Viewing Issue Advanced Details
ID Category [?] Severity [?] Reproducibility Date Submitted Last Update
04709 Core Minor Random Feb 27, 2012, 22:24 Mar 24, 2015, 10:36
Tester Firewave View Status Public Platform MAME (Self-compiled)
Assigned To Resolution Open OS Windows Vista/7 (32-bit)
Status [?] Acknowledged Driver
Version 0.145u3 Fixed in Version Build
Fixed in Git Commit Github Pull Request #
Summary 04709: chdman: random deadlocks
Description Since the addition of the lzma and FLAC compression there have be several reports of chdman hanging.

Now I encountered it myself and it was hang right at the end of the operation using "createcd". I was using a Visual Studio 2010 64-bit debug compile. When I attached it to the debugger it said, that the application had encountered a deadlock. chdman hung in the progress() function in the fflush(stderr) call.

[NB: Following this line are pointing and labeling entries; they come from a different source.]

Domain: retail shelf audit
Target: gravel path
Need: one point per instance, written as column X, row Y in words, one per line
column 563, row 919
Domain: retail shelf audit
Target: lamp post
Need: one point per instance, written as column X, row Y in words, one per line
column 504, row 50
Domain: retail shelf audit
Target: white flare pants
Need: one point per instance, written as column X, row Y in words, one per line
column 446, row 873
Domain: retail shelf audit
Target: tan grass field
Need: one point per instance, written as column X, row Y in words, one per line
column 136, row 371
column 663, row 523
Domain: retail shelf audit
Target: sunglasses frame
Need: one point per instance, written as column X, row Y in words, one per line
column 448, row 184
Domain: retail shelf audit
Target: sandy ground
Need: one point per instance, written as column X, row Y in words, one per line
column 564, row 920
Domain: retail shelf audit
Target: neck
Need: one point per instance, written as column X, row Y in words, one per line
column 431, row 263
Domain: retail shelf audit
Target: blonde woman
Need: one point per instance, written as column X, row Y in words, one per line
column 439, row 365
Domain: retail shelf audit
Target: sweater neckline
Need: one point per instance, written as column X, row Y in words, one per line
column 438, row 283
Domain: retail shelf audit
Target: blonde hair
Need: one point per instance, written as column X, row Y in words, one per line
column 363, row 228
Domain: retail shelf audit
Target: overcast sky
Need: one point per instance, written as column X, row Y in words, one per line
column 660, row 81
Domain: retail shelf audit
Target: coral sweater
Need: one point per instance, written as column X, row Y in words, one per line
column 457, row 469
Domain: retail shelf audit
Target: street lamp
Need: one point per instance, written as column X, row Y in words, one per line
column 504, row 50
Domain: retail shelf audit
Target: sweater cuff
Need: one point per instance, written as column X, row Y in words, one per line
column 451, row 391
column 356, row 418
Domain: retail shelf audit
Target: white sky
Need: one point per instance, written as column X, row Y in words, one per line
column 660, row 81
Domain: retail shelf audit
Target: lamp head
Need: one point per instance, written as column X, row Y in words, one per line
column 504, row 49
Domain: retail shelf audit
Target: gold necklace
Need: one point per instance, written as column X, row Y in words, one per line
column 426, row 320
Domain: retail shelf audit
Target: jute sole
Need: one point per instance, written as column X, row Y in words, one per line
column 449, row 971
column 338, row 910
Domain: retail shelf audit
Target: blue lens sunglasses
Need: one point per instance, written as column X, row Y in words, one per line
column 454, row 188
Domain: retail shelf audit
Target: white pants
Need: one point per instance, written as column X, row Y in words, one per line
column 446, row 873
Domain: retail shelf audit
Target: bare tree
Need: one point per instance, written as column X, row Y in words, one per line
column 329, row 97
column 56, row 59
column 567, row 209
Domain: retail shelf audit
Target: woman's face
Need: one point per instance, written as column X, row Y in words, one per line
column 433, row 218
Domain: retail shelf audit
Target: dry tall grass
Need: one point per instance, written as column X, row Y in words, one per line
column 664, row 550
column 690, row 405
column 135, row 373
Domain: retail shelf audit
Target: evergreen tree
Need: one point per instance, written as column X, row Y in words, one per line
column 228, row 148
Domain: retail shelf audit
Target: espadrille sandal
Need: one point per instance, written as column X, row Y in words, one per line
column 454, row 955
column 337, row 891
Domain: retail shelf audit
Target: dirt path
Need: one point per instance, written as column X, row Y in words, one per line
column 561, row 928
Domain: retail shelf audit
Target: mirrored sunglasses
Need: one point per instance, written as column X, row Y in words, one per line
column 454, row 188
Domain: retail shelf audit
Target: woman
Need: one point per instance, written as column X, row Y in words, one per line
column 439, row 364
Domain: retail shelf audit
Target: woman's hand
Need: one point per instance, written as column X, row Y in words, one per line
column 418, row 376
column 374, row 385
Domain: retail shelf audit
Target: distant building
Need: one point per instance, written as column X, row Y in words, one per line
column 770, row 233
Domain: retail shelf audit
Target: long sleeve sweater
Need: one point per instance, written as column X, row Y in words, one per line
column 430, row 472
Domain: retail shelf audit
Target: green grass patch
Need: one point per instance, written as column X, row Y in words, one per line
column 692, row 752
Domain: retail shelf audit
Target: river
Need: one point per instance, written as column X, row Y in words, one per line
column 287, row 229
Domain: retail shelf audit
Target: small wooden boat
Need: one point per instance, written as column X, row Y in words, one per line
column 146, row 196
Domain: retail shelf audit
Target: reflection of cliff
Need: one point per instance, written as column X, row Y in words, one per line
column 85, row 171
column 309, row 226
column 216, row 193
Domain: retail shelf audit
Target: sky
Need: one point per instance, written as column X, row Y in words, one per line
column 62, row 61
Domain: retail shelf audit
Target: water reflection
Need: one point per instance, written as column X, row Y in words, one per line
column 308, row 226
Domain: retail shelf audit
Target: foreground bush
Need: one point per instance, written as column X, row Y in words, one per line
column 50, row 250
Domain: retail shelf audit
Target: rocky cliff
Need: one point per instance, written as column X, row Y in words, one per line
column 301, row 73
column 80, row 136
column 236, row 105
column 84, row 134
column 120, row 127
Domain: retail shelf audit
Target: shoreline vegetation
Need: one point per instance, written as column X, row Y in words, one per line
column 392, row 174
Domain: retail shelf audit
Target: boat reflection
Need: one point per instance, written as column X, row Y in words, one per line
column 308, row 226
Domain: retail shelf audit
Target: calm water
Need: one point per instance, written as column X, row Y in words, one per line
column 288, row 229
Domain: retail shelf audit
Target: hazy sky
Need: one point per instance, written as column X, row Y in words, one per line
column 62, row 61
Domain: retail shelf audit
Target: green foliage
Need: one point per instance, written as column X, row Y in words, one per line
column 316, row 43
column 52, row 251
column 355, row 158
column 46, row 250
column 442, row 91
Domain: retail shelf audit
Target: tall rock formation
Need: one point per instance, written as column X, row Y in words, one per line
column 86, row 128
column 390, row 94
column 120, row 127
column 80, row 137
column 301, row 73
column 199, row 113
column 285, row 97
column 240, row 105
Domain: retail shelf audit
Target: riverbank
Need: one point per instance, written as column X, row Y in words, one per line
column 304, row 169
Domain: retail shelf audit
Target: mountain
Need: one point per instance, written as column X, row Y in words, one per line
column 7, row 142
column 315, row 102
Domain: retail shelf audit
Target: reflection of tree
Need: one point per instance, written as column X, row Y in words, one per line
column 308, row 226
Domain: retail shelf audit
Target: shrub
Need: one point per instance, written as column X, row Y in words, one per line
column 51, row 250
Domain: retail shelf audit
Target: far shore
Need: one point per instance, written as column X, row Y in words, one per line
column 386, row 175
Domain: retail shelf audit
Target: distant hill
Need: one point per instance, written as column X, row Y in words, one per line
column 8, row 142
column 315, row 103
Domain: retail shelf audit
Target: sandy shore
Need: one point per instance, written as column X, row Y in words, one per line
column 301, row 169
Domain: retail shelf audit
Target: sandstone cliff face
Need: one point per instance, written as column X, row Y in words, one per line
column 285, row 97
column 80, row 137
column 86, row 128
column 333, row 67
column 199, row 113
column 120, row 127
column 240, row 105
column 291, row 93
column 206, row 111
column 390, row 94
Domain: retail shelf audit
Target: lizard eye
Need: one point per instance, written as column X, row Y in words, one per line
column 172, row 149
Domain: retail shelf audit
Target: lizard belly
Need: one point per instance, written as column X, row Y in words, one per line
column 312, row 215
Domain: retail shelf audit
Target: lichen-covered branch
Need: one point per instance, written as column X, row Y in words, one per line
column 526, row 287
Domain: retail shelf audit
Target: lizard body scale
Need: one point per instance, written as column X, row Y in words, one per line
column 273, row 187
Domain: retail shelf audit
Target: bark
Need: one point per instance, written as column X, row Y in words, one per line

So far I have not been able to reproduce this. But this matches a report by another user with a GCC compile, that had a hang also very much at the end of a conversion of arctthnd.

On a side note - all other threads were in WaitForSingleObject(thread->wakeevent).
Steps To Reproduce
Additional Information
Github Commit
Flags
Regression Version
Affected Sets / Systems
Attached Files
jpg file icon lockedup.jpg (167,998 bytes) Feb 29, 2012, 14:39 Uploaded by Fujix
Fujix
Relationships
related to 05891Acknowledged  chdman: ThreadSanitizer: data race 
Notes
45
User avatar
No.08287
Haze
Senior Tester
Feb 27, 2012, 23:18
edited on: Feb 27, 2012, 23:18
I have a feeling it's more related to the CPP rewrite, possible a thread safety issue somewhere?

I processed, converted, and verified over 900gb of CHD images with the FLAC code in old CHDMAN with no issues, but I've seen fairly frequent lockups in the new one, interestingly only ever when processing HDD images tho (and sometimes with compression *off*)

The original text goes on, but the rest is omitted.